I try to provide a quick overview of the distributions here, the use case, and how they are related to one another. I will also try to provide certain mathemathical derivations where I think its important.

Extra Notes refers to extra information about the distribution itself.

Special Notes refers to how this distribution is related to other distributions or use cases.


An event sucess with probability p and failure 1-p

f(k,p) = p^k (1-p)^{1-k}, k\in \{0,1\}

Special notes:

  • The sum of independent Bernoulli (each event has a different p) is known as the poisson binomal distribution which is a generalization of the binomial distribution.
  • If p remains the same across events, then the sum follows binomal distribution.

Wiki on Bernoulli


Probability before first sucess occurs.

Pr(X=k) = (1-p)^{k-1} p

Special notes:

  • Special case of the negative bionimal distribution.

Wiki on Geometric


Having k successes from N draws without replacement.

The pdf is given by:

Pr(X=k) = \frac{ \binom{K}{k} \binom{N-K}{n-k} }{\binom{N}{n}}


  • N is the population size
  • K is the total possible success
  • n is the number of draws
  • k is the number of success required

Special notes:

  • Identical to one-tailed version of Fisher's exact test.
  • Fisher's exact tests is used in analysis of contingency tables. (A contingency table is also known as cross tabulation table)

Wiki on HyperGeometric


K event success out of N possible draws.

Pr(X=k) = \binom{n}{k} p^k (1-p)^{n-k}


  • n is total events
  • k is number of success

Special notes:

  • Special case of the poisson binomial.
  • Can be approximated to normal distribution when n, np and npq is sufficiently large.

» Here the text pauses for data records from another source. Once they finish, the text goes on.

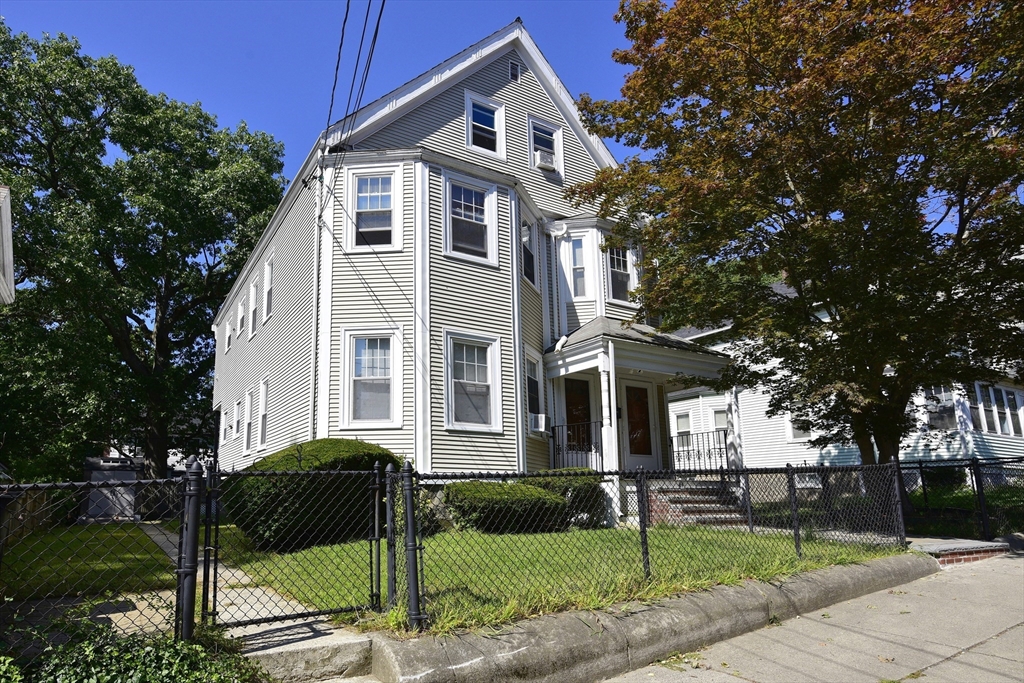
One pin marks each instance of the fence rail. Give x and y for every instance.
(260, 547)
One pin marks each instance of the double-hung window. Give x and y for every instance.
(528, 238)
(471, 210)
(619, 263)
(484, 125)
(267, 288)
(996, 410)
(254, 306)
(373, 211)
(473, 394)
(372, 379)
(579, 270)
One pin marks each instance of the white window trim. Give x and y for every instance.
(267, 275)
(347, 375)
(253, 298)
(791, 435)
(632, 265)
(264, 390)
(536, 357)
(499, 108)
(494, 369)
(559, 156)
(236, 425)
(397, 204)
(588, 266)
(489, 211)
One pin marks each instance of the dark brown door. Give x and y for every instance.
(577, 401)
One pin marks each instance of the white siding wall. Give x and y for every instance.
(374, 291)
(281, 348)
(470, 297)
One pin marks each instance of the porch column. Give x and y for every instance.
(609, 409)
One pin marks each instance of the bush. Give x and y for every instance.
(947, 478)
(289, 512)
(99, 655)
(505, 508)
(581, 486)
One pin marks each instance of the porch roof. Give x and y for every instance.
(605, 327)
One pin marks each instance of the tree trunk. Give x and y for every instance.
(156, 446)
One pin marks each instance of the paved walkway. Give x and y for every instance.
(965, 624)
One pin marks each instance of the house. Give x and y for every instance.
(711, 428)
(424, 286)
(6, 250)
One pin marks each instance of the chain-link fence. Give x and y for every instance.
(496, 546)
(287, 545)
(93, 552)
(965, 499)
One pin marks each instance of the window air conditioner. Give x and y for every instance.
(544, 160)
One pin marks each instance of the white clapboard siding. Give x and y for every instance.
(439, 124)
(372, 290)
(472, 298)
(281, 349)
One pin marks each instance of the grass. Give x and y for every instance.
(475, 580)
(84, 560)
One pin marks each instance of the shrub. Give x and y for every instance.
(947, 478)
(505, 508)
(289, 512)
(102, 656)
(581, 486)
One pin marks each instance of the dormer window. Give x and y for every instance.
(484, 125)
(619, 262)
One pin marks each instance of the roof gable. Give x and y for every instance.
(394, 104)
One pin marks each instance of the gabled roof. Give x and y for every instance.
(605, 327)
(391, 107)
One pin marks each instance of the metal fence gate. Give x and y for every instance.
(288, 545)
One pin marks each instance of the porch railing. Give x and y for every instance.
(577, 445)
(693, 451)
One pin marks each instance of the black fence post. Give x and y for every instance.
(900, 524)
(375, 560)
(188, 542)
(412, 565)
(924, 487)
(644, 511)
(791, 480)
(979, 486)
(747, 502)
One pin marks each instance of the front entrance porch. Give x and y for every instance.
(608, 386)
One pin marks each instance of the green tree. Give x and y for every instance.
(864, 156)
(132, 214)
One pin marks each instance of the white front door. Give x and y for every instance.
(638, 425)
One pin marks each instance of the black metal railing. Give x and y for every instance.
(699, 451)
(577, 445)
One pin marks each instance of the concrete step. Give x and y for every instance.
(306, 651)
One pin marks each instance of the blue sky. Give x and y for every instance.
(271, 62)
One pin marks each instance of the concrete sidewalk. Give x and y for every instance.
(965, 624)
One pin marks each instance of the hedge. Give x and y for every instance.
(581, 486)
(285, 513)
(505, 508)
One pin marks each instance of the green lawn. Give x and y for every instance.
(475, 580)
(84, 560)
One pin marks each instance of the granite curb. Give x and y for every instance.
(589, 646)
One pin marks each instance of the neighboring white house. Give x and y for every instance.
(424, 286)
(984, 421)
(6, 249)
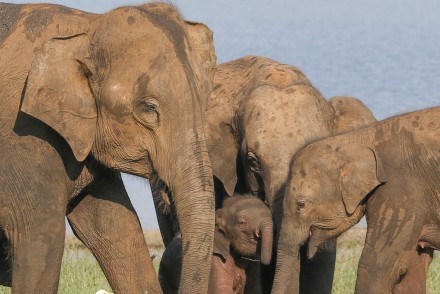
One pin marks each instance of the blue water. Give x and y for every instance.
(387, 53)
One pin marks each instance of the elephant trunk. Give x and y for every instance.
(191, 185)
(288, 258)
(266, 229)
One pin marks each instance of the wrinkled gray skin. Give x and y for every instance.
(259, 115)
(390, 171)
(264, 112)
(87, 96)
(243, 225)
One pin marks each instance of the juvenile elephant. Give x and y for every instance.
(389, 171)
(259, 115)
(243, 225)
(84, 97)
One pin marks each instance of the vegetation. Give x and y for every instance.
(81, 274)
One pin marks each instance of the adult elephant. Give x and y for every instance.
(259, 115)
(388, 171)
(84, 97)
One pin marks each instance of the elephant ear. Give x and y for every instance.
(221, 241)
(222, 145)
(58, 92)
(350, 113)
(360, 174)
(202, 43)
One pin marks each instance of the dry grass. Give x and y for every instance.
(80, 273)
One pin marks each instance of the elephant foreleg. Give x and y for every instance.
(414, 280)
(385, 258)
(106, 222)
(316, 275)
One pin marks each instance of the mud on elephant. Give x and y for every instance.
(84, 97)
(259, 115)
(388, 171)
(244, 226)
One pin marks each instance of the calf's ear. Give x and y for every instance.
(221, 241)
(360, 173)
(58, 92)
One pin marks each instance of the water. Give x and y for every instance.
(387, 53)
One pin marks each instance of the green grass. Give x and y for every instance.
(80, 273)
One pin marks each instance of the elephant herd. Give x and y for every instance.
(247, 161)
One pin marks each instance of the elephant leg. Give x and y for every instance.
(166, 216)
(386, 256)
(5, 261)
(253, 278)
(414, 280)
(37, 241)
(106, 222)
(316, 274)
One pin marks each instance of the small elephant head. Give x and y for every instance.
(263, 112)
(326, 194)
(244, 223)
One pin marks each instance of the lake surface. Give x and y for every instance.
(386, 53)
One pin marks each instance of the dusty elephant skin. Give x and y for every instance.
(243, 225)
(390, 171)
(87, 96)
(259, 115)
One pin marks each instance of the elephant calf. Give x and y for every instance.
(243, 224)
(389, 171)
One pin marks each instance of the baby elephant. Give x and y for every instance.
(243, 225)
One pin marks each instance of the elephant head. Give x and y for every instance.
(242, 223)
(259, 115)
(129, 90)
(350, 114)
(328, 186)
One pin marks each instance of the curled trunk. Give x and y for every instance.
(288, 258)
(193, 197)
(266, 229)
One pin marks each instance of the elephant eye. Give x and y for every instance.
(300, 205)
(149, 107)
(253, 162)
(242, 222)
(146, 111)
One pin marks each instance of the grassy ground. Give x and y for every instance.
(80, 274)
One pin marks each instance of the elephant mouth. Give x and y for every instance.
(318, 234)
(162, 193)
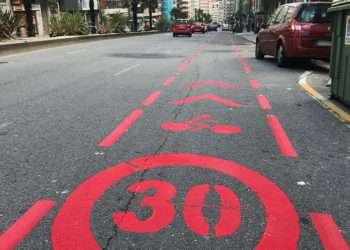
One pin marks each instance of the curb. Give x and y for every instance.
(323, 101)
(8, 49)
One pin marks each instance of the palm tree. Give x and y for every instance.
(44, 6)
(92, 16)
(29, 17)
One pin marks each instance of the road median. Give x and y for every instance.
(18, 46)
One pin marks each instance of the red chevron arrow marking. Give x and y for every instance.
(208, 96)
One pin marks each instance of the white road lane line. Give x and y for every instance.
(126, 70)
(76, 51)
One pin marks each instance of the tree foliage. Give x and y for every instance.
(117, 22)
(177, 13)
(163, 25)
(68, 24)
(8, 24)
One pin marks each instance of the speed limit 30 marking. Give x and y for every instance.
(71, 228)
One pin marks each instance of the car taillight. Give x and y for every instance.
(295, 26)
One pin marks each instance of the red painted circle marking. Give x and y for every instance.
(71, 227)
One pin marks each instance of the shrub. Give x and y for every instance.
(163, 25)
(8, 24)
(68, 24)
(56, 27)
(117, 22)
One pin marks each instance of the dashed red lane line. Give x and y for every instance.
(121, 129)
(169, 81)
(255, 84)
(182, 68)
(281, 137)
(264, 103)
(151, 99)
(25, 224)
(329, 233)
(213, 82)
(246, 69)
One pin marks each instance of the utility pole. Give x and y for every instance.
(29, 17)
(44, 6)
(92, 16)
(134, 4)
(150, 9)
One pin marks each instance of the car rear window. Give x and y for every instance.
(179, 21)
(314, 13)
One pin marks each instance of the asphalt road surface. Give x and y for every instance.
(157, 142)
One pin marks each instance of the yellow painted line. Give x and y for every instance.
(336, 110)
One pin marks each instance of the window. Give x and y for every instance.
(273, 17)
(281, 15)
(314, 13)
(289, 15)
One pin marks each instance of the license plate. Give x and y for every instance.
(322, 43)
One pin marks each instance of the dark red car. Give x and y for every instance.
(297, 30)
(182, 27)
(198, 27)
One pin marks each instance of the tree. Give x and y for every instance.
(29, 17)
(44, 6)
(177, 13)
(207, 18)
(151, 5)
(92, 16)
(134, 4)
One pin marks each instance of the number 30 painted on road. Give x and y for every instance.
(163, 210)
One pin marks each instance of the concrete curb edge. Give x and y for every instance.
(8, 49)
(323, 101)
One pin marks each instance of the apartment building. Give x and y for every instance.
(204, 5)
(216, 11)
(39, 14)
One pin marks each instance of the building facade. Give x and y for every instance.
(204, 5)
(216, 11)
(167, 6)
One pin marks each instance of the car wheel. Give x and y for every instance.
(280, 56)
(258, 52)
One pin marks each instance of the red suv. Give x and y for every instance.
(298, 30)
(198, 27)
(182, 27)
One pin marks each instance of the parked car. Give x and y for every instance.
(213, 27)
(182, 27)
(198, 27)
(297, 30)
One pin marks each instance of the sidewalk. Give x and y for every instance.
(8, 47)
(317, 85)
(250, 36)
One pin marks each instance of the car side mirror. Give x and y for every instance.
(264, 26)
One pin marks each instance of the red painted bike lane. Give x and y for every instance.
(71, 228)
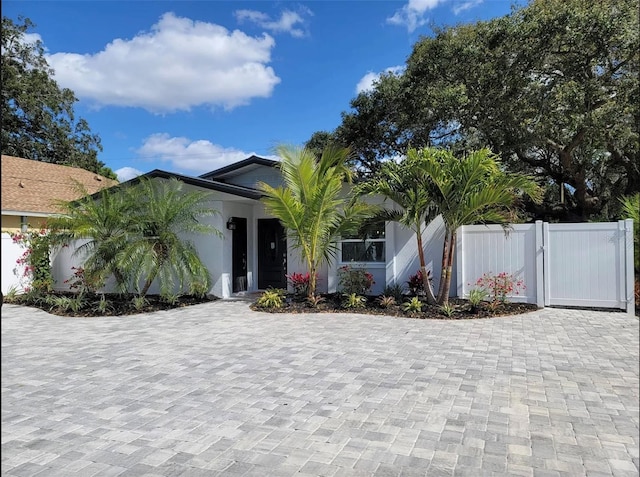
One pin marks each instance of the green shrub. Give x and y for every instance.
(354, 280)
(395, 290)
(477, 296)
(353, 300)
(414, 305)
(139, 302)
(315, 300)
(103, 306)
(386, 301)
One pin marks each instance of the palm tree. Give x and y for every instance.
(467, 191)
(104, 223)
(312, 204)
(404, 184)
(132, 233)
(156, 248)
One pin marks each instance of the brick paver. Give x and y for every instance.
(217, 389)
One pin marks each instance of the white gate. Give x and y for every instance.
(585, 265)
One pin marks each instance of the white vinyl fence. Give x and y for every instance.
(11, 252)
(583, 265)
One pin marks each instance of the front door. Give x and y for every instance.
(272, 254)
(239, 254)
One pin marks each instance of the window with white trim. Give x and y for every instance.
(371, 249)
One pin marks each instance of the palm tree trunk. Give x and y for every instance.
(446, 286)
(431, 299)
(312, 282)
(150, 279)
(445, 275)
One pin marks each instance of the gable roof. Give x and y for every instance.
(35, 186)
(239, 167)
(204, 183)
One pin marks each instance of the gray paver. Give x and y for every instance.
(217, 389)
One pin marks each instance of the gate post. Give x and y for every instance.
(628, 266)
(539, 260)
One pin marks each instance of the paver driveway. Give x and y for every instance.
(217, 389)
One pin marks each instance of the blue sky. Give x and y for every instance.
(190, 86)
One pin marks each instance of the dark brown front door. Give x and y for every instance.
(272, 254)
(239, 254)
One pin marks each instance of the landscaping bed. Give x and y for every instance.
(460, 309)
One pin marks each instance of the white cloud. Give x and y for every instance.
(31, 39)
(126, 173)
(287, 23)
(367, 82)
(413, 14)
(466, 6)
(177, 65)
(182, 155)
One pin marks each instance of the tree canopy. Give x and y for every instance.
(38, 119)
(552, 88)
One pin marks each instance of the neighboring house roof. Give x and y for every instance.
(238, 168)
(34, 187)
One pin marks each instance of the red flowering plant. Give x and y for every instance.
(501, 285)
(354, 280)
(300, 283)
(33, 267)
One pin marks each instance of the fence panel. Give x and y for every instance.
(487, 249)
(585, 264)
(10, 253)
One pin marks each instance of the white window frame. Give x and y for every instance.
(367, 241)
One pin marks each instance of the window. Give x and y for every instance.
(371, 249)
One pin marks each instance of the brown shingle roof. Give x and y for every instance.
(35, 186)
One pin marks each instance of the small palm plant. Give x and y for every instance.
(272, 298)
(311, 204)
(414, 305)
(353, 300)
(477, 296)
(386, 301)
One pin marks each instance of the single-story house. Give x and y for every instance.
(253, 254)
(31, 191)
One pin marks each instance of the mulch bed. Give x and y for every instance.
(462, 309)
(118, 305)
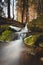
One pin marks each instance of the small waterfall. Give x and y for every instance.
(22, 33)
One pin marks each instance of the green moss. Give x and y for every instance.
(31, 39)
(36, 24)
(6, 35)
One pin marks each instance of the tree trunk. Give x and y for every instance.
(13, 9)
(8, 8)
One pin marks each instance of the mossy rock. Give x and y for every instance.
(30, 40)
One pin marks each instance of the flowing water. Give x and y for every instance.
(14, 53)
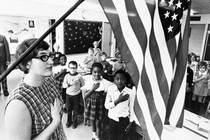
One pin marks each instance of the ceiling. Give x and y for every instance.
(198, 6)
(201, 6)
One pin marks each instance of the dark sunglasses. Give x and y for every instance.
(45, 57)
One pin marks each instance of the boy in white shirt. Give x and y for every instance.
(119, 102)
(73, 83)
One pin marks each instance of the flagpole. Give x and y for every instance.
(33, 46)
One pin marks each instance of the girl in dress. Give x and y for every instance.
(95, 89)
(200, 86)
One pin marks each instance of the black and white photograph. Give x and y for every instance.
(105, 70)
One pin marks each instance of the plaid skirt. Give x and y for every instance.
(94, 109)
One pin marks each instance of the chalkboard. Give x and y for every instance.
(79, 35)
(206, 55)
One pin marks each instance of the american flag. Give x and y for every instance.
(153, 37)
(80, 35)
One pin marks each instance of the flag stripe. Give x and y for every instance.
(132, 41)
(148, 88)
(176, 100)
(153, 53)
(164, 55)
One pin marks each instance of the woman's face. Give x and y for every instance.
(97, 73)
(40, 68)
(63, 60)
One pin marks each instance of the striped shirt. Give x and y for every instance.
(37, 100)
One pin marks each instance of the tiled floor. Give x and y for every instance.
(80, 133)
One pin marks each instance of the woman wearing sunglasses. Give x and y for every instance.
(33, 110)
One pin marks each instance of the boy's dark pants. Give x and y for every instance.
(72, 106)
(117, 129)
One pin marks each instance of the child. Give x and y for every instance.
(94, 93)
(107, 67)
(188, 96)
(200, 86)
(119, 65)
(59, 72)
(73, 83)
(89, 60)
(119, 102)
(97, 51)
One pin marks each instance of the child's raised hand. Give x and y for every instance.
(122, 97)
(95, 86)
(56, 110)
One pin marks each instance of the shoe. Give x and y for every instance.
(6, 93)
(68, 124)
(74, 125)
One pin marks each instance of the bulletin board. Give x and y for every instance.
(79, 35)
(206, 53)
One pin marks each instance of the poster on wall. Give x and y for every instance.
(80, 35)
(15, 29)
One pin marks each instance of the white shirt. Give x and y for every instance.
(59, 68)
(73, 84)
(122, 109)
(89, 82)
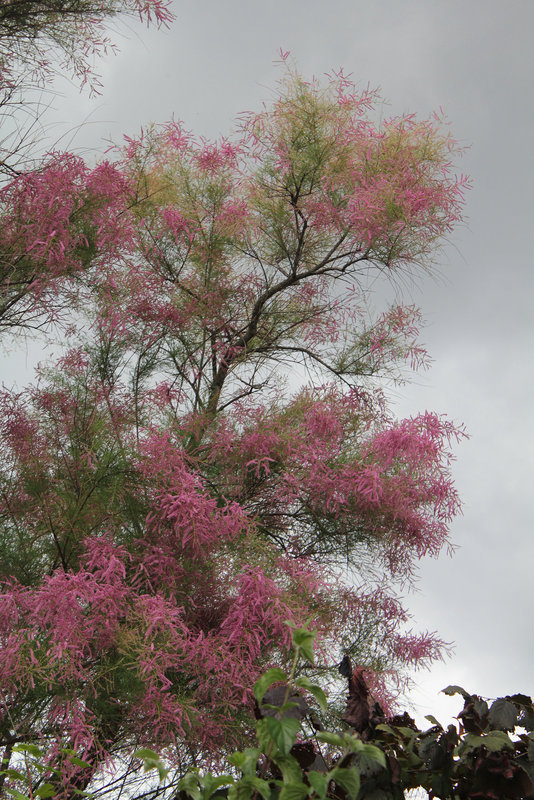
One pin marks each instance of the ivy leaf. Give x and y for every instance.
(212, 783)
(293, 791)
(283, 732)
(289, 767)
(318, 782)
(493, 741)
(503, 714)
(333, 739)
(246, 760)
(348, 779)
(313, 689)
(264, 681)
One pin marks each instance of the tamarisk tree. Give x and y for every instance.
(212, 456)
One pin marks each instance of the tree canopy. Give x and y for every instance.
(212, 456)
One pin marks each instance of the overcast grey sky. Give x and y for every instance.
(475, 59)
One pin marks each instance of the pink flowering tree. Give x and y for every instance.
(212, 455)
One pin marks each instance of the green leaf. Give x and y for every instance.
(211, 783)
(259, 785)
(319, 783)
(315, 690)
(283, 732)
(269, 677)
(246, 760)
(289, 767)
(15, 793)
(294, 791)
(372, 753)
(46, 790)
(348, 779)
(330, 738)
(246, 787)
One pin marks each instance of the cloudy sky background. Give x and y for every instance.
(475, 59)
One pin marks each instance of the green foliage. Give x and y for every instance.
(476, 760)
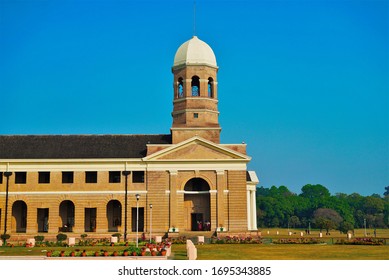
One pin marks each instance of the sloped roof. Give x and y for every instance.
(78, 146)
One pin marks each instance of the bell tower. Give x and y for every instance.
(195, 110)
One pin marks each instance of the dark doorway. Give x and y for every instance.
(66, 212)
(141, 221)
(43, 219)
(19, 215)
(197, 221)
(90, 219)
(114, 215)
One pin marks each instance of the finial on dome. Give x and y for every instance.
(194, 18)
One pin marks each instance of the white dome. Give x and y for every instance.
(194, 51)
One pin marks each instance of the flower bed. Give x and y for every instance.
(149, 249)
(236, 240)
(298, 241)
(360, 241)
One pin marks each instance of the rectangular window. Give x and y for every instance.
(44, 177)
(20, 177)
(114, 176)
(67, 177)
(138, 177)
(91, 177)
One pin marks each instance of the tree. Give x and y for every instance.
(345, 226)
(294, 221)
(373, 205)
(327, 219)
(317, 195)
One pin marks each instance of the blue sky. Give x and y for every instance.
(303, 83)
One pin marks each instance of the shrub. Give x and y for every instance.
(39, 238)
(61, 237)
(5, 237)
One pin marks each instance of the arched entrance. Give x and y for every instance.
(19, 216)
(114, 215)
(66, 212)
(197, 205)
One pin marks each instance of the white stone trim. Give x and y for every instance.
(73, 192)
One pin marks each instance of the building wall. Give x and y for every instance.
(164, 189)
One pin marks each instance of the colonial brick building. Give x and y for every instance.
(183, 181)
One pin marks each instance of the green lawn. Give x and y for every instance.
(284, 252)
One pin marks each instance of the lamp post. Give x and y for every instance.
(364, 223)
(137, 196)
(151, 218)
(125, 173)
(7, 175)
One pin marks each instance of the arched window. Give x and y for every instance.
(210, 87)
(195, 86)
(180, 88)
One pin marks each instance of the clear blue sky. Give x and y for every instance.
(303, 83)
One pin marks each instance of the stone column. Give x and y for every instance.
(248, 192)
(253, 211)
(221, 186)
(32, 216)
(79, 218)
(54, 219)
(101, 218)
(173, 199)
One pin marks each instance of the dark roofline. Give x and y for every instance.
(78, 146)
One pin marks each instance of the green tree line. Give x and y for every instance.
(316, 207)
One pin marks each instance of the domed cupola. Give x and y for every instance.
(194, 52)
(195, 100)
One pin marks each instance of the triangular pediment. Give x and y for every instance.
(196, 148)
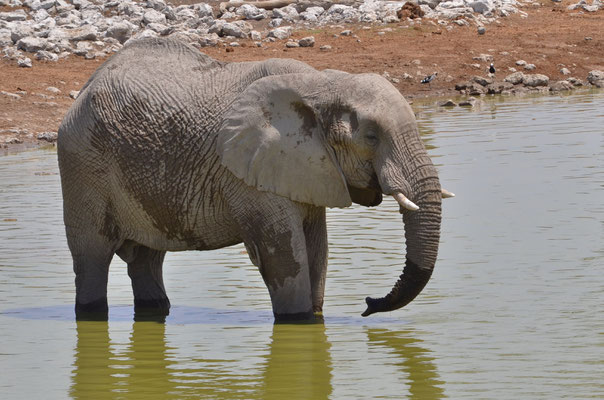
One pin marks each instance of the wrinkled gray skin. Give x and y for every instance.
(166, 149)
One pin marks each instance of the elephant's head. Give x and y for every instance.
(331, 138)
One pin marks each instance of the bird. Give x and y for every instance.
(429, 78)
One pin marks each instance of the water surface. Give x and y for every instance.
(514, 308)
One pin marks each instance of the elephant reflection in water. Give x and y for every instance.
(298, 365)
(413, 360)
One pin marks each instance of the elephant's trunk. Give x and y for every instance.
(422, 234)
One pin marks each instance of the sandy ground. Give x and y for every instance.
(550, 37)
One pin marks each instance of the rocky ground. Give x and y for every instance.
(51, 47)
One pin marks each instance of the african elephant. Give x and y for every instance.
(166, 149)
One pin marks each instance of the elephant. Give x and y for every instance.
(166, 149)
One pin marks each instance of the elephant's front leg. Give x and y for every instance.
(274, 236)
(315, 232)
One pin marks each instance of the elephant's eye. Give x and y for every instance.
(371, 138)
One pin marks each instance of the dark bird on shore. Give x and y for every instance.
(430, 78)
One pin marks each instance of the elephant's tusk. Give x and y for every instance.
(405, 202)
(446, 194)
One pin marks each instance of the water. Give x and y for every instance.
(514, 308)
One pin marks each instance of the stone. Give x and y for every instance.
(44, 55)
(18, 15)
(499, 87)
(515, 78)
(50, 137)
(32, 44)
(462, 85)
(281, 32)
(535, 80)
(308, 41)
(86, 32)
(483, 58)
(596, 78)
(447, 103)
(430, 3)
(471, 102)
(481, 7)
(203, 10)
(122, 31)
(561, 86)
(24, 62)
(482, 80)
(288, 13)
(410, 10)
(239, 29)
(153, 16)
(252, 12)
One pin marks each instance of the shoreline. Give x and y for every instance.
(34, 100)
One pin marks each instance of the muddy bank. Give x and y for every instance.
(551, 38)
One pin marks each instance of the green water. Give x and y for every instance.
(514, 308)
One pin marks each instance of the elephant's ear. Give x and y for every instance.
(272, 138)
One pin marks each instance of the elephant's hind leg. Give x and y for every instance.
(92, 255)
(145, 271)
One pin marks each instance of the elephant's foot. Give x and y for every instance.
(296, 318)
(94, 311)
(151, 309)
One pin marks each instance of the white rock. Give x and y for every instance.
(308, 41)
(596, 78)
(281, 32)
(44, 55)
(515, 78)
(204, 10)
(238, 29)
(18, 15)
(48, 136)
(32, 44)
(122, 31)
(249, 11)
(86, 32)
(21, 31)
(153, 16)
(24, 62)
(341, 13)
(288, 13)
(534, 80)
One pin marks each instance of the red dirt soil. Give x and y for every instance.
(550, 37)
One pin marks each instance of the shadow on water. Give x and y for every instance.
(186, 315)
(412, 359)
(297, 364)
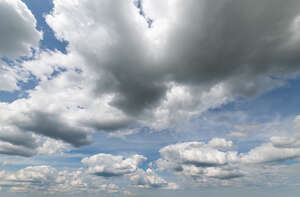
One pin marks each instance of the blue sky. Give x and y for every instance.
(149, 98)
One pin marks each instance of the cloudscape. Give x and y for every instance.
(147, 98)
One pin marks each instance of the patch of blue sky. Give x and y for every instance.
(282, 101)
(9, 97)
(39, 9)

X \sim N(np,npq)
  • Can be approximated to poisson distribution when n is large but np is small. X \sim P(\lambda,\lambda), \lambda = np
  • Similiar to beta distribution under certain conditions.
    • Beta distribution is also used as prior in bayesian inference.

Wiki on Binomial

Poisson Binomial

Number of k successes within n trails but each trail follows a different probability of success p_i.

Pr(K=k) = \sum_{A\in F_k} \prod_{i \in A}p_i \prod_{j\in A^c} (1-p_j)


  • F_k is all the possible k success out of n events. E.g if you have 3 events, then F_2 = \{\{1,2\},\{1,3\},\{2,3\}\}.
  • A^c is the complement of A.

Wiki on Poisson binomial

Negative Binomial

Probability of r successes and k failures with probability of success as p within r+k trails.

Pr(X=k) = \binom{k+r-1}{r-1}(1-p)^kp^r


  • r is the number of success
  • k is the number of failure
  • p is the probability of success

Extra notes:

  • The final event must be a success.
  • This means that the events before must have exactly r-1 success, hence \binom{k+r-1}{r-1}

Wiki on Negative binomial


Generalization of the binomial distribution, where each event can take on different types of success with probability p_i.

For example, given 6 dice tosses, whats the probability that you will have all six outcomes? (one for each side of the die)

Pr(X_1 = x_1,...,X_k = x_k) = \frac{n!}{x_1!\cdots x_k!}p_1^{x_1} \cdots p_k^{x_k}

Extra Notes:

  • The term p_1^{x_1} \cdots p_k^{x_k} represents the probability of the distribution X_1 = x_1, ... , X_k = x_k happening.
  • The term \frac{n!}{x_1!\cdots x_k!} represents the number of ways the event can happen.

Wiki on Multinomial


The (continuous distribution) measures the probability of an outcome between two intervals.

\begin{aligned} f(x) &= \begin{cases} \frac{1}{b-a}, &\text{if $x \in [a,b]$ } \\[2ex] 0 &\text{otherwise} \end{cases} \\ F(x) &= \begin{cases} 0, &\text{for $x<a$} \\[2ex] \frac{x-a}{a-b} &\text{for $a \leq x \leq b$} \\[2ex] 1 &\text{for $x>b$} \end{cases} \end{aligned}

Special notes:

  • If X has a standard uniform distribution X \sim U[0,1] then Y=X^n has a beta distribution with parametrs (1/n,1). This also implies that uniform distribution is also beta(1,1).

Wiki on uniform


The beta distirubtion is a probability distribution parameterized by two positive shape parameters denoted by \alpha,\beta with a limited range, (0,1). The beta distribution has been applied to model the behavior of random variables limited to intervals of finite length in a wide variety of disciplines.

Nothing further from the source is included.